Many people think of their animals as furry kids that are good company and not much more, but some pets land life-saving jobs.

 

Mary Siemiesz has seen a lot of amazing animals in her 14 years as honorary curator for the Purina Animal Hall of Fame. This year’s service animal inductee was Bingo, a Jack Russell Terrier from Shilo, Man. Bingo is owned by Mandi and Dwayne Hein, whose eight-year-old son Cole has a condition that causes him to retch and often stop breathing. Before Bingo, Mandi and Dwayne had to monitor their son constantly. When Dwayne, a member of the Canadian Forces, was dispatched to Afghanistan, it left Mandi as the lone protector — at least until the National Service Dogs organization hooked her up with Bingo.

 

Bingo was trained to start barking when Cole starts retching, so life-saving help can come quickly. Bingo is with Cole around the clock, taking a lot of worry off the shoulders of the Heins.

 

“Mandi has been very grateful for Bingo,” Siemiesz says. “We feel it’s very important to showcase these stories and celebrate the role pets play in our lives.”

 

It’s usually a dog who does the life saving, but this year’s inductees included Gepetto, the Alberta cat who alerted his owners to a potentially deadly carbon monoxide leak.

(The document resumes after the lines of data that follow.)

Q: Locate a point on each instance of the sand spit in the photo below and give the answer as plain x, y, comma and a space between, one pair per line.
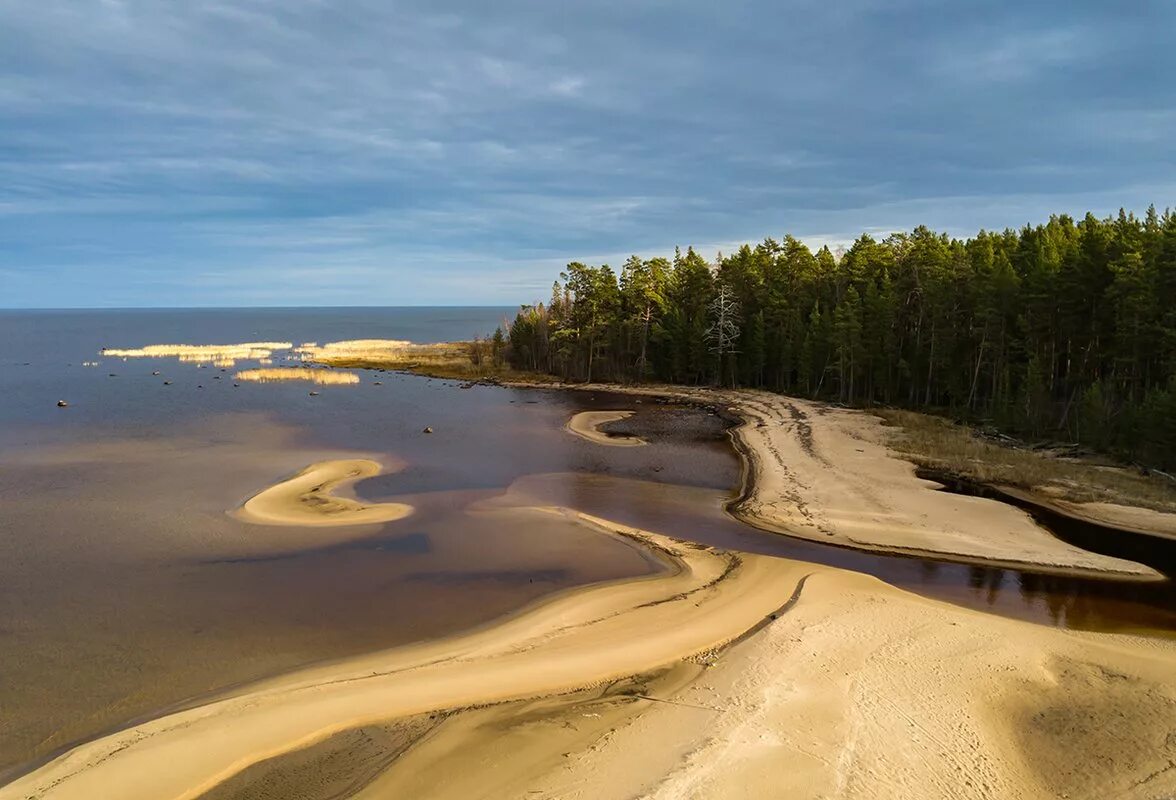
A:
354, 348
701, 599
202, 353
320, 377
587, 424
308, 498
828, 474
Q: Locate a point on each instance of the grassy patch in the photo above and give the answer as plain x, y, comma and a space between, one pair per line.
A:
450, 360
940, 444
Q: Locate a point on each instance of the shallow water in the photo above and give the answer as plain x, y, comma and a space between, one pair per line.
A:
125, 587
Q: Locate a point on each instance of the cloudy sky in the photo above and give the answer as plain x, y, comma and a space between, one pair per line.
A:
379, 152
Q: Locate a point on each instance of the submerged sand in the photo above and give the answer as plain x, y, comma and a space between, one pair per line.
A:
587, 424
723, 675
308, 498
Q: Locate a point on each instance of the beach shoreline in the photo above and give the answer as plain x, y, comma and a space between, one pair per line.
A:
789, 652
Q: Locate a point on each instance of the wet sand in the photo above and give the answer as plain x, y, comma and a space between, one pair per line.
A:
309, 498
833, 684
587, 425
827, 474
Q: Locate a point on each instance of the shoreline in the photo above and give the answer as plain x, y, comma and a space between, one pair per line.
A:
777, 625
772, 498
308, 498
692, 605
587, 425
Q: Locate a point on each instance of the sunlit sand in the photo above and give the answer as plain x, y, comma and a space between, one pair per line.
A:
307, 498
202, 353
320, 377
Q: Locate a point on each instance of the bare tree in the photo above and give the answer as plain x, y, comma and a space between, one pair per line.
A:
725, 328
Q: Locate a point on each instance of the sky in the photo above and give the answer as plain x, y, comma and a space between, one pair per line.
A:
378, 152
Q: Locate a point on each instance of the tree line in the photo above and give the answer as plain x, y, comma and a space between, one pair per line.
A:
1060, 330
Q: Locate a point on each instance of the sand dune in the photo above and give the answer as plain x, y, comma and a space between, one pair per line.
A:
202, 353
307, 498
700, 599
837, 685
587, 424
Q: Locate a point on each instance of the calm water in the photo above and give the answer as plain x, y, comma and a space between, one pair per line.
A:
126, 588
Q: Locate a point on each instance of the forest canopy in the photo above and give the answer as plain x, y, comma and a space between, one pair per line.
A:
1063, 328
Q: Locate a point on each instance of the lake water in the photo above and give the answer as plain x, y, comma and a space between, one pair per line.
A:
127, 588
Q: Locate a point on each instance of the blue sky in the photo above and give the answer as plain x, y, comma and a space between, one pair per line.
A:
373, 152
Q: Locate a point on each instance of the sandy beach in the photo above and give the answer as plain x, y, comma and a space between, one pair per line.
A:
720, 675
587, 425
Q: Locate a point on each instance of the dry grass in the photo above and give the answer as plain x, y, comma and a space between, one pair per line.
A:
940, 444
449, 359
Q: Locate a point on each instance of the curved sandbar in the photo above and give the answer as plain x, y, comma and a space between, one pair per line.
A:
828, 474
276, 374
307, 498
587, 424
700, 600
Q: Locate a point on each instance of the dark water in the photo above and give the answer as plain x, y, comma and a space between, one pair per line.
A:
125, 587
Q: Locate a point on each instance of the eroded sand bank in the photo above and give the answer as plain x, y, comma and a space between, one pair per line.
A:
309, 498
699, 600
587, 424
828, 474
848, 687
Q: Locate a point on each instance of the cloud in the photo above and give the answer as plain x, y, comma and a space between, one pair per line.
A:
402, 153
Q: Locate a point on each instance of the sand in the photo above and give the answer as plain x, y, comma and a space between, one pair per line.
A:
587, 424
319, 377
699, 600
827, 474
721, 675
308, 499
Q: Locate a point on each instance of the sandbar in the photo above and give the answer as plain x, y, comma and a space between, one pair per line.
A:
587, 424
699, 600
309, 498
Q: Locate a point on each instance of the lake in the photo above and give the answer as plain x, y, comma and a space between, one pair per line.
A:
127, 588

“In many situations, the owners are actually surprised at the behaviour of the pet,” she says. “It almost seems to be that they just know what to do.”


Reba, Creig Veinot’s Czechoslovakian Shepherd (as he describes her) works as a civilian member of an RCMP-run search-and-rescue team in Lunenburg, N.S.


“Everyone wants to know if there’s any relation to Reba McIntyre, but she can’t sing,” Veinot jokes.


“We get a call from the RCMP with the location and a little description of what’s taken place. We pick an area and go from there,” he explains. “If we get into a place where the person has travelled, they track them by scent.”


Veinot used to use bloodhounds, which have a sharper nose, but they are also slow and heavy creatures weighing in at 125 pounds and struggle with rough terrain. Reba is a lean, leaping 61 pounds.


“When we come to a tree across the road, it’s me I’ve got to worry about,” he says. Reba is also the family pet and the Veinots take her with them everywhere ,so they’re ready to spring into action.